Other items of interest or importance from the last week:
* The Labour Party and David Shearer will be extremely pleased with most of their recent media coverage - especially about opinion poll results. See, for example, Vernon Small's Polls have Labour closing in on Nats. Other commentaries have also been particularly complimentary - such as John Armstrong's Labour starts to put its houses in order.

* But John Tamihere's re-admission to the party is somewhat more fraught, and not helped by his insults of various politicians and journalists - see Tova O'Brien's Tamihere comment targets hit back. No doubt there will be many further controversial statements to come, and to facilitate this, Cathy Odgers has helpfully 'compiled an instructional insult list for use on his new Labour colleagues incorporating some of his best and most popular hits as recorded from the glory days past' - see: Supporting JT's Return - A Guide To Caucus Insults. Chris Trotter also laments his own role in creating the Frankenstein of 'Waitakere Man' - see: 'Waitakere Man' Finds His Avatar.

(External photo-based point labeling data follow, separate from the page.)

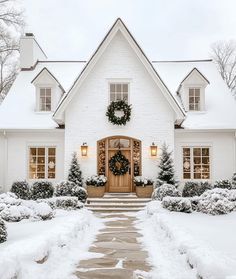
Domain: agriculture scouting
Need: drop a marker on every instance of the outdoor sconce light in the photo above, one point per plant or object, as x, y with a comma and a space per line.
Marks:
84, 149
153, 149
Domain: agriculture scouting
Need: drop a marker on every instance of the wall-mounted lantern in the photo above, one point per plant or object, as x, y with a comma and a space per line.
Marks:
153, 149
84, 149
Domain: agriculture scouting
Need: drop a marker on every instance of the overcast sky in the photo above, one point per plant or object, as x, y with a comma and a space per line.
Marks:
165, 29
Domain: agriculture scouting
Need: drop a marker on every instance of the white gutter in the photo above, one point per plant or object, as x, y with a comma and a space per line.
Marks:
5, 161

* Labour is also facing some renewed challenges with its most obvious coalition partner, the Greens. Patrick Gower reports that Green MPs are looking to demand some serious payoffs for joining a Labour-led government - see: Greens and Labour talk coalition. Corin Dann points to some continued policy differences that might threaten Labour-Green unity - see: Labour and Greens need to work out their differences. And Green co-leader Russel Norman has ramped up tensions with his Herald opinion piece, It's Green Party versus National, but where is Labour.

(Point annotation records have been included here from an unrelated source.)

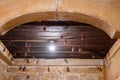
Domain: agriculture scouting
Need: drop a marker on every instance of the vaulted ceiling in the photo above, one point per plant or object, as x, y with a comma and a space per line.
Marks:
71, 39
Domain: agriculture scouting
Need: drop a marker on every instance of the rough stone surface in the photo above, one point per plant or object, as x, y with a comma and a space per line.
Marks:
3, 70
113, 63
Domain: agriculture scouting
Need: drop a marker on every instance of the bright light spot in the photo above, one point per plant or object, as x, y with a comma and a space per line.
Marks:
52, 48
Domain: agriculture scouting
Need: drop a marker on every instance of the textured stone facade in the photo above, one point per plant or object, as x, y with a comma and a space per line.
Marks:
56, 73
113, 62
3, 70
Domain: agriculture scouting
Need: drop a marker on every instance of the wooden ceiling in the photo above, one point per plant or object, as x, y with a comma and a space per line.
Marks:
72, 40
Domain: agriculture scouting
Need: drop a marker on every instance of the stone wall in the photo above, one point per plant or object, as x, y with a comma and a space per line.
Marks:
3, 70
56, 73
112, 62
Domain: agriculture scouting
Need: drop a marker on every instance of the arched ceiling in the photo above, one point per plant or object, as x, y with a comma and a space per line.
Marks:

* The reviews of the year in politics are starting to come out. The annual Trans-Tasman ratings give the prize of the 'politician of the year' to Chris Finlayson - see: Finlayson judged top politician. David Farrar has analysed the ratings to show, for example, that the average MP rating is 4.4 out of 10, with National MPs averaging 4.9 and Labour and Green MPs 4.0 - see: The 2012 Trans-Tasman Ratings. United Future blogger Pete George has also got in on the act of ratings, giving National 5 out of 10, Labour 3 out of 10, and the Greens 8 - see: Rating the parties for 2012.

* If you enjoy political biography, then you might find something of interest in reading about the personalities of an ex-politician and political scientist - see Michele Hewitson's Interview: Steve Maharey and Joseph Romanos' Wellingtonian Interview: Jon Johansson.

* Most New Zealanders are probably now sick of reading about the politics of the Hobbit, but there's a few Hobbit items that are particularly worth reading: Pattrick Smellie's CNN article, Hobbit-nobbing with the stars in Wellywood, Vince Mancini's amusing ATTN: The real New Zealand is now indistinguishable from parody, Helen Kelly's Guardian article, How the Hobbit dispute was used to justify curbs to the actors' union, and finally, my own blogpost, The Politics of The Hobbit - images.

Bryce Edwards is currently overseas on research and study leave, and his online columns will be published occasionally until his return to daily columns in February.